Subpasses are one of those optimisations that applications should be designed around. Use them if at all possible, explore them if remotely possible, and rewrite applications to take advantage of them. One of the first questions that should be asked when doing a multi-pass application is: "Can region-local subpasses be used with it?"

Conceptually, a subpass is a run through the graphics pipeline (from vertex shader->… -> framebuffer output) whose output will be an input for a later step. For instance, rendering the G-Buffer in deferred shading can be a subpass.

This is similar to rendering to a texture of screen size in one run and sampling the corresponding texel at the same position as the rendered pixel on the next pass.

If this is designed properly, this allows the implementation to do a powerful optimisation on tiled architectures. The output of the fragment shader of the first subpass is not stored at all to main memory as it is known that it will not need to be displayed. Instead it is kept on very fast on-chip memory (register files) and accessed again from the fragment shader of the next subpass.
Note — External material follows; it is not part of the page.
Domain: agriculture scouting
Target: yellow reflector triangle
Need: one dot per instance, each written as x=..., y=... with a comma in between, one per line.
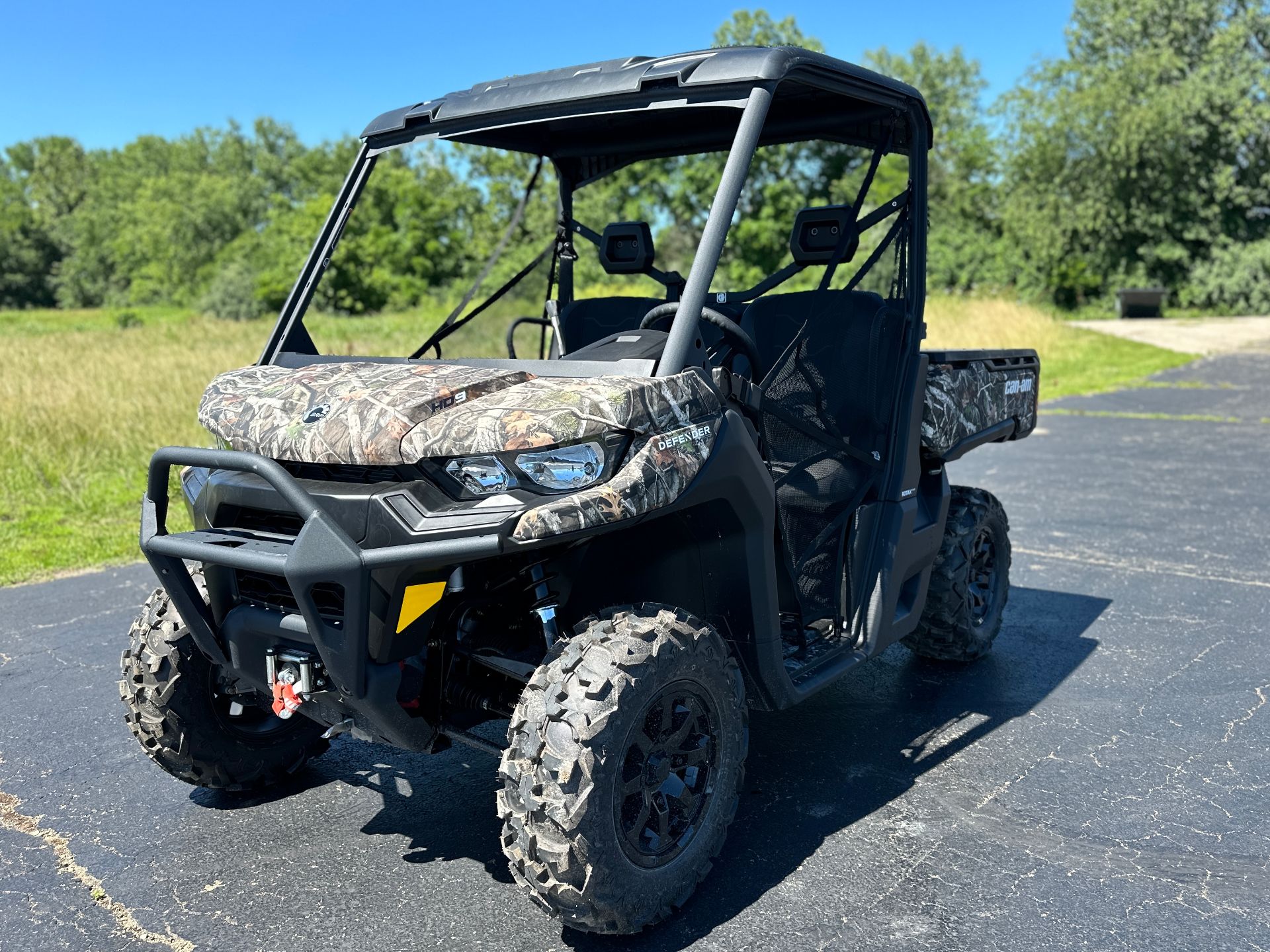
x=418, y=600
For example, in Deferred Shading, the G-Buffer contents can be kept on-chip to be used in the lighting pass. This can have great performance benefits in mobile architectures, as they are commonly bandwidth limited.

The caveat is that for this to happen, each pixel must only use the information from the corresponding input pixel. It cannot sample from arbitrary locations, and it cannot sample at all from the previous contents.

For Vulkan, in order to collapse subpasses in this way:

  • Render into the images in one subpass.
  • Use these images as input attachments in the other subpass.
  • Use Transient and Lazily Allocated flags for those attachments.

For OpenGL ES, the same effect is done with enabling the GL_PIXEL_LOCAL_STORAGE extension. Additionally, the shaders must have been written to explicitly take advantage of it.

In short, use subpass folding wherever suitable. With multiple passes, see if they are suitable for subpass optimisation. For both of these cases, see the DeferredShading example.